Social desirability is important enough for consumers to ignore that battery-powered technology is currently more expensive than internal combustion engines, Kapitany said.
It may take until the middle of the next decade for the cost of electric vehicles, or EVs, and internal combustion engine technology to reach parity, according to Bloomberg NEF. Though EV sales have surged, they still make up only about 3 percent of all new cars sold globally but will rise to 55 percent by 2040.

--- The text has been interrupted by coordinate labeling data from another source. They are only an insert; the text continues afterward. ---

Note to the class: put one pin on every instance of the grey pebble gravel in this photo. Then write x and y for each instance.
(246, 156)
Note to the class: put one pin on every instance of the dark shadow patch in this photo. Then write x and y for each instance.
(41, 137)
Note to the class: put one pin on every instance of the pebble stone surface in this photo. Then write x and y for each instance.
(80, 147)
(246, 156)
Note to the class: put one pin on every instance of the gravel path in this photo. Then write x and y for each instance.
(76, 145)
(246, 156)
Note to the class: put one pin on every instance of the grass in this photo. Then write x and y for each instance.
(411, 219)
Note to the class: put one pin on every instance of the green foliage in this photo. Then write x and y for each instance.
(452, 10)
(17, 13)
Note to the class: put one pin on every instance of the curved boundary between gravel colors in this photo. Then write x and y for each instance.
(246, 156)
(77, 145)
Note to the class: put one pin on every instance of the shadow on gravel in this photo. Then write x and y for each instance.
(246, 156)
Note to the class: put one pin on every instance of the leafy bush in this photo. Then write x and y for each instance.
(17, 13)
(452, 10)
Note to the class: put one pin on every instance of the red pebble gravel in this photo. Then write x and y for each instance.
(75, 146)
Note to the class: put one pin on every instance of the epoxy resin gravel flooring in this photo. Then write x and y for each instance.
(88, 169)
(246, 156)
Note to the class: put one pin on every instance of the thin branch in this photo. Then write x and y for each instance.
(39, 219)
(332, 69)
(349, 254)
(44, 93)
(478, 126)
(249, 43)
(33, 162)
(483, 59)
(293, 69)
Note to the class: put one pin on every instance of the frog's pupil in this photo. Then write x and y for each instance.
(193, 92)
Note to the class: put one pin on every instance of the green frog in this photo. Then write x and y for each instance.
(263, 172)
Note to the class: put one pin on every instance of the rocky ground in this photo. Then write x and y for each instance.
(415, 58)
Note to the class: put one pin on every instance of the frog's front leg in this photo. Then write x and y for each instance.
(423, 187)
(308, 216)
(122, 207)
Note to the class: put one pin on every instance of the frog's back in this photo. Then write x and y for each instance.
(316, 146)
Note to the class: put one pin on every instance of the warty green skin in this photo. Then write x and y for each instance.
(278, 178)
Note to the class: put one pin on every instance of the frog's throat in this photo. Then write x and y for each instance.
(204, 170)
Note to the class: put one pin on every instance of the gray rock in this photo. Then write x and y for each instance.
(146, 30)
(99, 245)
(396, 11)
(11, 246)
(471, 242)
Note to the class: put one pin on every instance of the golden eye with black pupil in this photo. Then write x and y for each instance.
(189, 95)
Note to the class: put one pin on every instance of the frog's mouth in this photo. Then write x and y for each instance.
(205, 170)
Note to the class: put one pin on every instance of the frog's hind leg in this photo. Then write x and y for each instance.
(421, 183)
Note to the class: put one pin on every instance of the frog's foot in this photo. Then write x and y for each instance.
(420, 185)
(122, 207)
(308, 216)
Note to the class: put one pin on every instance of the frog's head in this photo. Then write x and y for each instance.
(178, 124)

Kapitany estimates 1.2 million to 1.5 million electric cars will be added this year to the 3.5 million on the road as of end-2017. Tax incentives offered to EV buyers in some countries, as well as regulatory moves to lower carbon emissions, add to their attraction, he said.
Brent crude’s recent surge to over $80 a barrel fueled expectations of an increase in demand for electric and hybrid cars to market. Prices have since dropped to about $60, bringing down gasoline with it and making cars that run on the fuel more economical.
Shell, Europe’s largest oil company by market value, is positioning itself to gain from the demand for EVs. Last year it bought Europe’s largest charging provider NewMotion and agreed with IONITY — a Munich-based venture between BMW Group, Daimler AG, Ford Motor Co. and Volkswagen AG — to expand the business.
Here are a some of Shell’s plans:
It wants to have 100 EV-charging stations in Europe with IONITY by the end of next year from the two sites they currently operate in Austria and France.
“We are going to be giving our customers the ability to fill up their cars in five minutes,” Kapitany said. Rapid-charging technologies will change the behavior of EV customers at fuel-retail forecourts, so they will need to improve their convenience-store offering.
“Currently, they spend an average 17 minutes at our service stations and buy double of what an internal-combustion car customer would buy,” he said, referring to purchases from convenience stores.
Forecourts of the future will likely have “more non-fuel services in the front — a convenience store, restaurant, battery-charging, battery-changing and car-sharing services.”“It’ll be far more a mobility service center than a petrol station,” Kapitany said.